The US trade representative’s office told Congress it wants to negotiate new trade deals with the UK, EU and Japan.
“We will continue to expand US trade and investment by negotiating trade agreements with Japan, the EU and the United Kingdom,” US trade representative Robert Lighthizer said.
Under fast-track rules, the US cannot start talks with the EU, Japan and the UK until 90 days after notifying Congress.
The letter to Congress on Britain said it planned to start talks “as soon as it is ready” after Britain exits the EU on 29 March.
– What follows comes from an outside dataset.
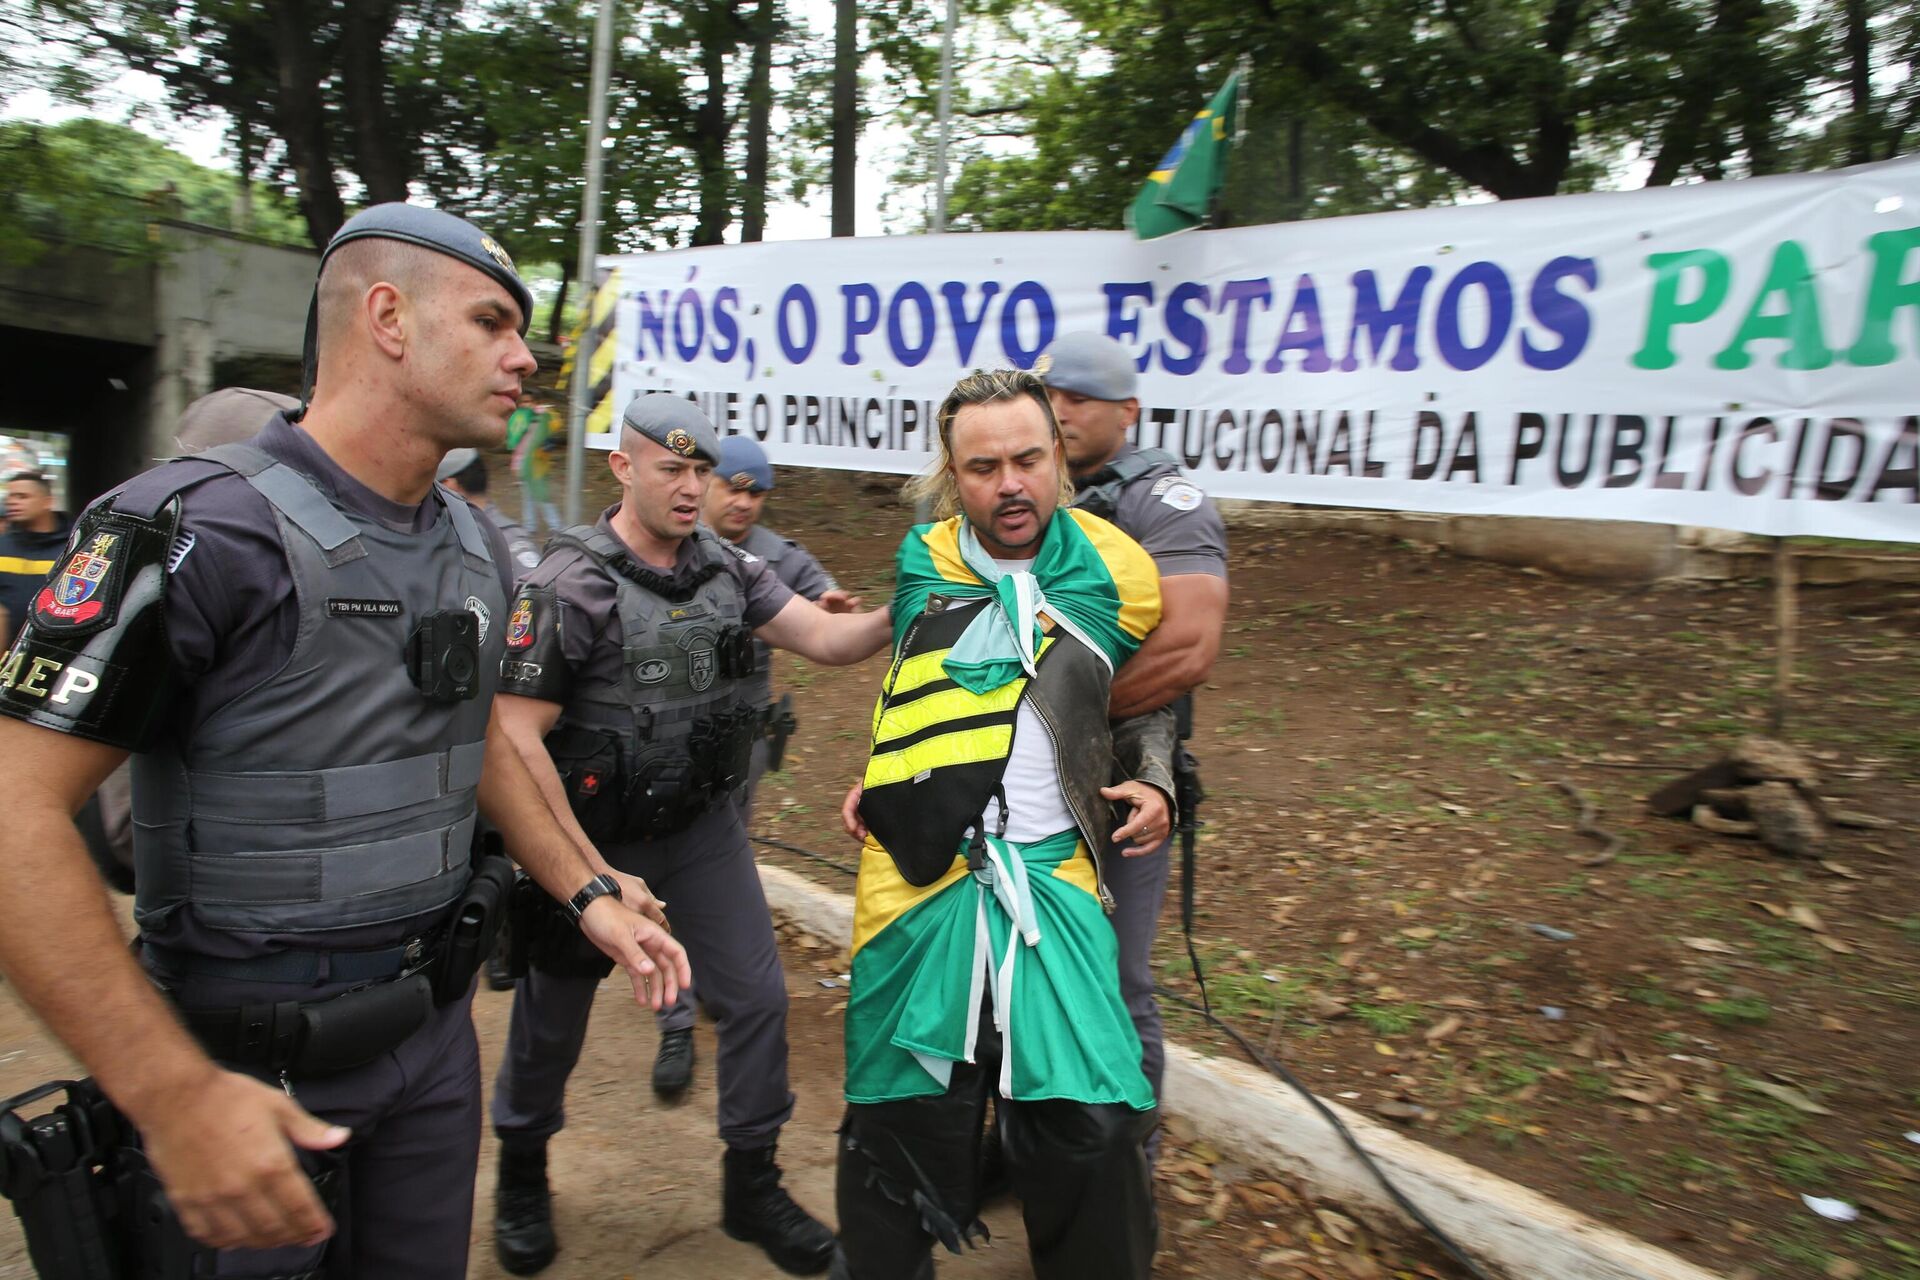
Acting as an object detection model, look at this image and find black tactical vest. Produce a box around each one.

The US wants to develop “cutting edge obligations for emerging sectors where US and UK innovators and entrepreneurs are most competitive.”
A UK government spokesperson said: “The UK welcomes the US administration’s confirmation that it intends to begin negotiations for a free trade agreement with the UK once we have left the EU.
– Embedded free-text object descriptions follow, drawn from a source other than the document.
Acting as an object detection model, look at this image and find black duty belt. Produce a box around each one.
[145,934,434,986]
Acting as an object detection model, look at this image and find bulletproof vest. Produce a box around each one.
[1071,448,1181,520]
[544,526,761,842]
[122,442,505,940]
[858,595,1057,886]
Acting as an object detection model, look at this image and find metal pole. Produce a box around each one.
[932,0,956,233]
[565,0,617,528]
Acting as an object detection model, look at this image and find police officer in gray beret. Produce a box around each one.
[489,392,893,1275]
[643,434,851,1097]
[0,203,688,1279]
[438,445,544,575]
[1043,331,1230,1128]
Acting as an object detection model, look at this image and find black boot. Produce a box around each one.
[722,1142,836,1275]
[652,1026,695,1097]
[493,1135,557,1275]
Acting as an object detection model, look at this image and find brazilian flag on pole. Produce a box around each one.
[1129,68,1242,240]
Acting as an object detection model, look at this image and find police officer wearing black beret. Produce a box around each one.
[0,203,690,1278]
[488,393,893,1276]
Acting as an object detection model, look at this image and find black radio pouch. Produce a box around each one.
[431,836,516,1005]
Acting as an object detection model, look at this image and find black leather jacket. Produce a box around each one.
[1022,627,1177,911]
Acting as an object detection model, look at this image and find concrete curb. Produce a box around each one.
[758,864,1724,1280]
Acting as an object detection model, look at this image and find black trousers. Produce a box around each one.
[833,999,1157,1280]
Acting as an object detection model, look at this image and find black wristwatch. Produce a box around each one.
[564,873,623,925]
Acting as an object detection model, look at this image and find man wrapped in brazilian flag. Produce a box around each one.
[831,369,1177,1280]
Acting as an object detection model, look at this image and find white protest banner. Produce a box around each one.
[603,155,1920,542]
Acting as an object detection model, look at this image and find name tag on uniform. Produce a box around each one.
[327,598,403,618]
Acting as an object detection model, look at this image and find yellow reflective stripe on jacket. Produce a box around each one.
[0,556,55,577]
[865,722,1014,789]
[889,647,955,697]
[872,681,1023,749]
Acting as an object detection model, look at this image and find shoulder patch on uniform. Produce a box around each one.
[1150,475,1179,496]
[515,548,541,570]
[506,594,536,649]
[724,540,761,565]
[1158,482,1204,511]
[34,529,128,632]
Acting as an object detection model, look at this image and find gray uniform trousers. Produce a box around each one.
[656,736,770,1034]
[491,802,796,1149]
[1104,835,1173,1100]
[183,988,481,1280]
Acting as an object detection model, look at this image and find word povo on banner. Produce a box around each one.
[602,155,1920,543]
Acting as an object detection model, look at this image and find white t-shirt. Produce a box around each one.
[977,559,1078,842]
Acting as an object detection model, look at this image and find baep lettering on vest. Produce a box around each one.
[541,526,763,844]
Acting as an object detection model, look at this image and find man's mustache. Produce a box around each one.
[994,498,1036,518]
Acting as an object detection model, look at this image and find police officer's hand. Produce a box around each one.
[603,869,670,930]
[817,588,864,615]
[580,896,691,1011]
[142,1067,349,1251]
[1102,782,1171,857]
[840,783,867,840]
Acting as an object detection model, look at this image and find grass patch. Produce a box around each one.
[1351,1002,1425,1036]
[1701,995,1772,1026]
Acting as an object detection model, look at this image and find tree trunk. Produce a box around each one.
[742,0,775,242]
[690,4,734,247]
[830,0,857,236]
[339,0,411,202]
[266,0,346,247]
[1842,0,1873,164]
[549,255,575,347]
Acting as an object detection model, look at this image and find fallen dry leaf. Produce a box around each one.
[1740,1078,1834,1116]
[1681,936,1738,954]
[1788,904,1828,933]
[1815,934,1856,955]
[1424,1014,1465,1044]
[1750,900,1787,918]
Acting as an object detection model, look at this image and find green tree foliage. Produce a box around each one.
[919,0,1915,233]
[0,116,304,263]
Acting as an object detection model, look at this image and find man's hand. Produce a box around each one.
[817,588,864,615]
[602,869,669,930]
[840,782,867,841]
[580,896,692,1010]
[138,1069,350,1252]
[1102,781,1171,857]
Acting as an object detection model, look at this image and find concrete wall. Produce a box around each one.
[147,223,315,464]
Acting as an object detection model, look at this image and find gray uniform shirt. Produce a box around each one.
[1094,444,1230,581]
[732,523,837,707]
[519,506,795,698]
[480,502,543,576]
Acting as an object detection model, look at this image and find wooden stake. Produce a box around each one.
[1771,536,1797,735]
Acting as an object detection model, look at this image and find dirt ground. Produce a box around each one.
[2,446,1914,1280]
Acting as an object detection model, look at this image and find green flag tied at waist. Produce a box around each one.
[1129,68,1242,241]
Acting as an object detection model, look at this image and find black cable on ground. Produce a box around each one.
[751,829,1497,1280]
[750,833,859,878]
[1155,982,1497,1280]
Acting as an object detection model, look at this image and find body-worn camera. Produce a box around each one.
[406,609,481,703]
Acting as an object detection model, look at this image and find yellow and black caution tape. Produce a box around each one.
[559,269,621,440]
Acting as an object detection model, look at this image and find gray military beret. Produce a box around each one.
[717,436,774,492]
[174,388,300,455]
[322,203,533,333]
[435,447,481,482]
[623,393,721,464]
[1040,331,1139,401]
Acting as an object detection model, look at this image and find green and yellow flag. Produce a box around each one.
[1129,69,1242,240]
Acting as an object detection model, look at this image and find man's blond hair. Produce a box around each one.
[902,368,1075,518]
‘The UK-US trade and investment working group has been exploring ways to boost trade and investment ties, including laying the groundwork for a future free trade agreement, and the talks have been positive.
“The government is taking steps to ensure we are ready to begin negotiations including through consulting the British public on their views on what a free trade agreement should look like.”
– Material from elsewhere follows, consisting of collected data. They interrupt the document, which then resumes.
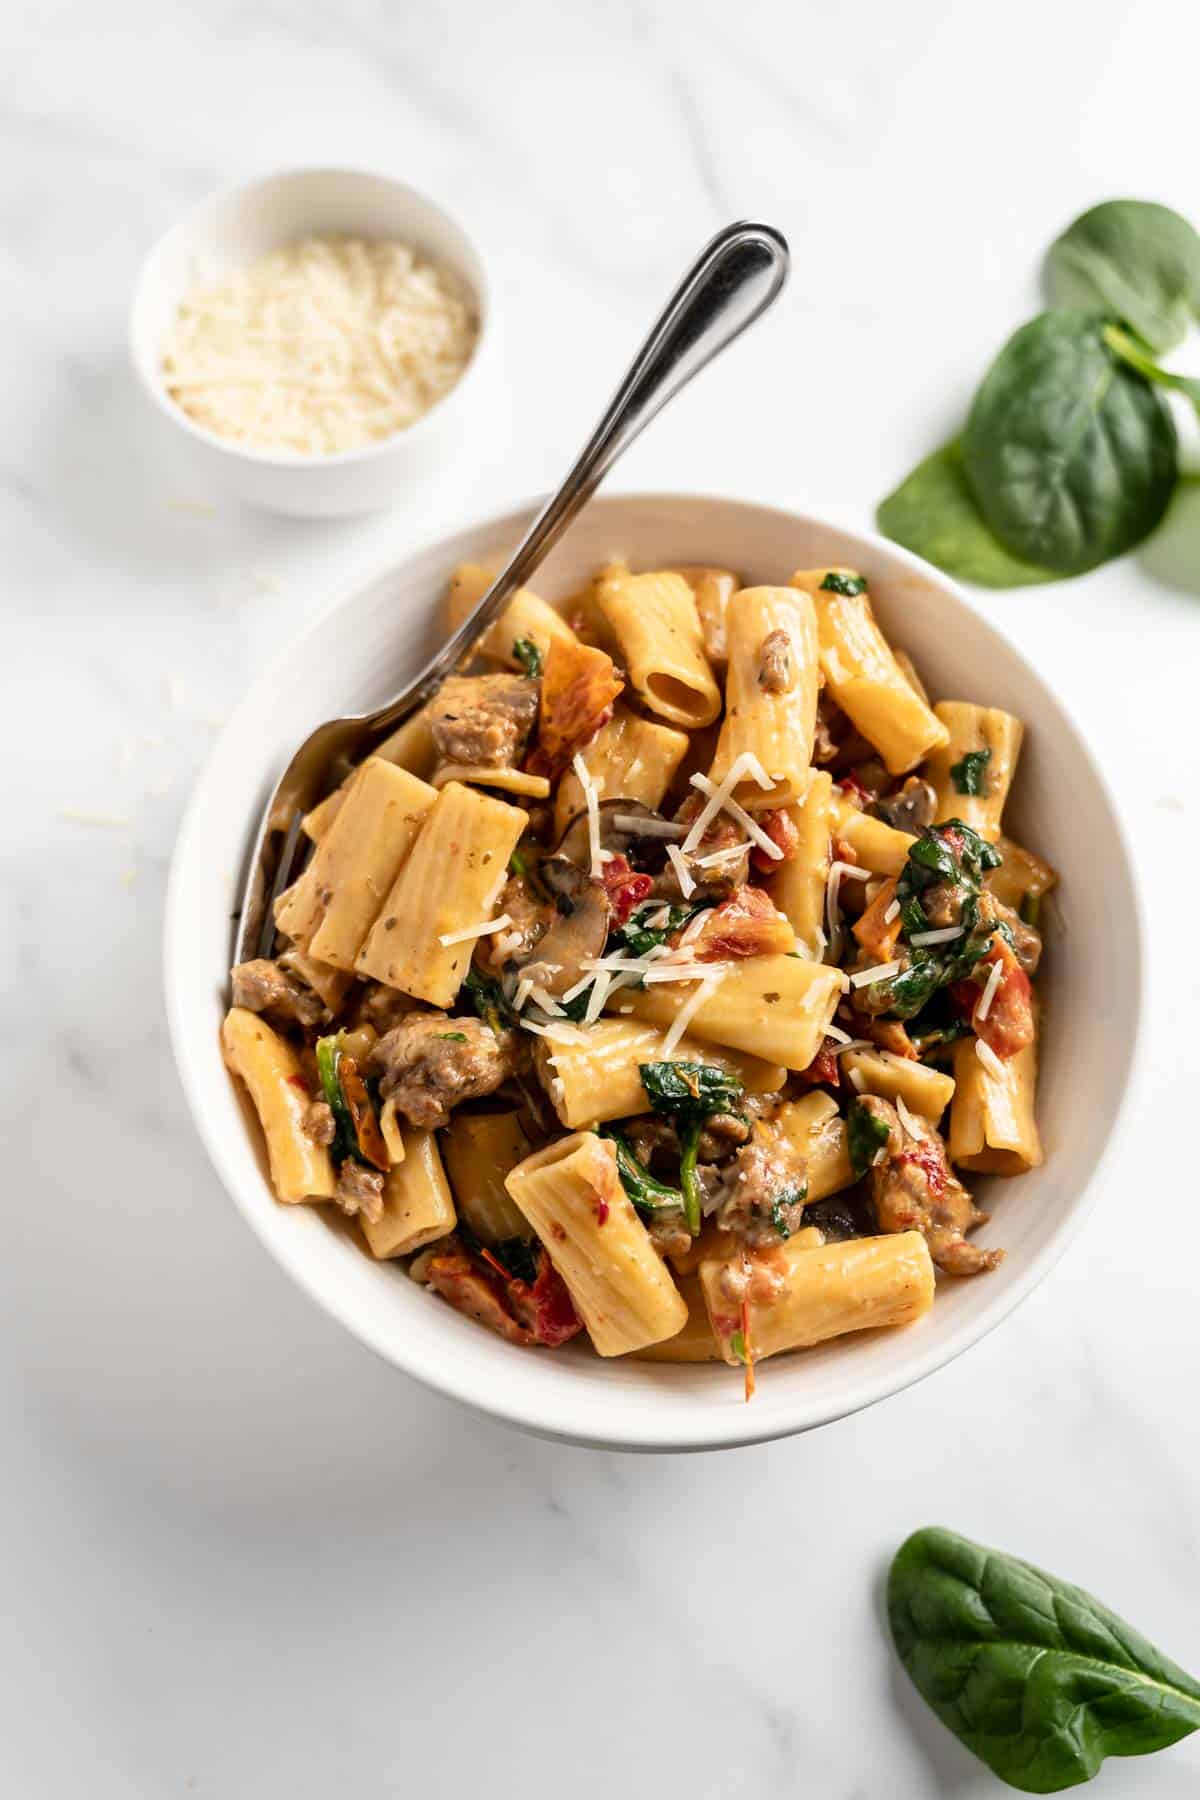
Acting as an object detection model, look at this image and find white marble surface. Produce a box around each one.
[6,1,1200,1793]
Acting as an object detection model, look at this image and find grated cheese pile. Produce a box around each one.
[161,236,478,456]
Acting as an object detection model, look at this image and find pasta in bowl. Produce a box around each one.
[167,495,1141,1449]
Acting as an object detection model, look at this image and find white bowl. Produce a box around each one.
[165,493,1144,1451]
[129,167,491,517]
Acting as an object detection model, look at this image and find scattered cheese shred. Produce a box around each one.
[976,957,1004,1023]
[909,926,965,948]
[883,898,901,925]
[662,972,724,1057]
[975,1038,1006,1080]
[161,236,478,456]
[849,959,901,989]
[666,843,696,898]
[573,752,608,878]
[895,1095,924,1138]
[437,912,512,948]
[680,753,772,854]
[687,771,782,861]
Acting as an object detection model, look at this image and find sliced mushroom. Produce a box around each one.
[876,777,937,834]
[554,798,671,872]
[518,856,610,997]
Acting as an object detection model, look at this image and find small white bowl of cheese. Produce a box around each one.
[130,167,491,517]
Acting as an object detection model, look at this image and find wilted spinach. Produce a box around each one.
[950,747,991,795]
[847,1099,890,1178]
[1044,198,1200,352]
[638,1061,745,1235]
[963,311,1177,575]
[598,1125,685,1214]
[889,1526,1200,1792]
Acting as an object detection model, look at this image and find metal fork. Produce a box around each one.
[234,219,790,967]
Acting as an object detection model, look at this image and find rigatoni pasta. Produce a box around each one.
[708,586,819,808]
[224,547,1053,1397]
[597,568,721,727]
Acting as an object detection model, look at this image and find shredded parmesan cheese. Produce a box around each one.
[847,1067,866,1093]
[823,1022,853,1045]
[438,912,512,948]
[573,752,607,878]
[161,236,477,456]
[975,1038,1006,1080]
[662,972,724,1056]
[884,898,900,925]
[666,843,696,898]
[909,926,965,947]
[687,771,783,861]
[693,841,752,869]
[976,957,1004,1023]
[849,959,902,989]
[895,1095,924,1138]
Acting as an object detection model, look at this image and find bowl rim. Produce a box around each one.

The letter on the EU said the EU and US have $1.1 trillion (£835bn) in annual two-way trade, “the largest and most complex” economic relationship in the world, and added that the United States has a $151.4bn trade deficit in goods.
The administration aims to “address both tariff and non-tariff barriers and to achieve fairer, more balanced trade” with the EU and Japan, the letters said.
Japan “is an important but still too often underperforming market for US exporters of goods,” the letter said. It said the US had a $69bn trade deficit in goods with Japan, much of that in the car sector.
The letters from Lighthizer to Congress come weeks after the US won agreement on reworking the North American Free Trade Agreement (NAFTA) with Mexico and Canada.